Print

Print


Hi Antoine,

If you are going to work with identifiers in a linked (open) data situation then you need to be cetrain that the uri's don't change.
Although human readable URI's sound like a good idea, because we can read them, in my experience will also be an invitation to debate and change... Johannes Sebastian Bach may become Johann Sebastiaan Bach etc. Words change, names change and people have a tendancy to change human readable stuff...

We (at the Rijksmuseum) created persistent URI's without any human readable reference for technical purposes (e.g. machines reading them): since they are just a set of numbers, no one feels the urge to debate them. And we have human readable URL's (server optimized. To a certain level... could be improved): we can change the website and and names of objects etc. but the technical references stay in place..

This is why I voted for option 1 in your poll.

Happy to hear others opinions and the outcome of your poll!

Best wishes,
Lizzy

-----Oorspronkelijk bericht-----
Van: Discussion list for Europeana Technical Developments [mailto:[log in to unmask]] Namens Antoine Isaac
Verzonden: dinsdag 24 maart 2015 15:45
Aan: [log in to unmask]
Onderwerp: Your advice on minting URIs for contextual entities

Dear all,

We're about to mint identifiers (URIs) for contextual entities to be used in Europeana. This will concern concepts, agents or places to be used for enrichment [1] and a couple of other things. The data will be adapted from external or providers' datasets, and will eventually have to be available as linked data on data.europeana.eu.

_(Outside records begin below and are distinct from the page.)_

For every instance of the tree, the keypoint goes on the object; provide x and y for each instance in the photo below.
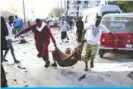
(56, 12)
(126, 6)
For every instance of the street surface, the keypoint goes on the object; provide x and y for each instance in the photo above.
(110, 71)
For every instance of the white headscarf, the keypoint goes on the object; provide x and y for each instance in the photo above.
(41, 28)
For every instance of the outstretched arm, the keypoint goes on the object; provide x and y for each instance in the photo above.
(26, 30)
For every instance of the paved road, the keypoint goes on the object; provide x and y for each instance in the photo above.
(109, 71)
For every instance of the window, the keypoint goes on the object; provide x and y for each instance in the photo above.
(78, 2)
(86, 2)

After internal discussions, we have to choose between two options:

1. A bare numerical identifier, as in
http://data.europeana.eu/agent/12345

2. A number combined with a human-readable label, as in http://data.europeana.eu/agent/12345_johannes_sebastian_bach

In any case URIs would lead to machine-readable data for software clients, while humans would be directed to pages like [2]. But human-readable labels in identifiers would help to identify and discuss the resources more easily. So option 2 is very tempting.
However, option 2 is slightly harder to implement. Also, we would have to choose one field in the data, and one language (as we do for other communication, including this mail). Both field and language could change from one source to the other, when we merge different datasets.

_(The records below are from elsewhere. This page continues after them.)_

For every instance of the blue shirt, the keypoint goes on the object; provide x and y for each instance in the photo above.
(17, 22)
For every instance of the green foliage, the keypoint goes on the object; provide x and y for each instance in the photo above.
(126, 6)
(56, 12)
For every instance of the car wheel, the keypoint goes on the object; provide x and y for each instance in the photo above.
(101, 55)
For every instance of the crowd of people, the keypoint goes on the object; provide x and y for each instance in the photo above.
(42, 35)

We're curious to hear whether you have a preference! We have created a small poll:
http://doodle.com/sdpftvqq6e3shw4v


Note that it is not a a majority vote. We may end up not have the resource to implement the more complex option. Also, one could have a killer argument for one option, that defeats all other considerations :-). You can leave comments at the bottom of the poll page.

Thanks a lot for the advice!

Antoine

[1] https://docs.google.com/document/d/1JvjrWMTpMIH7WnuieNqcT0zpJAXUPo6x4uMBj1pEx0Y/
[2] http://invis.io/RU2G1HUBG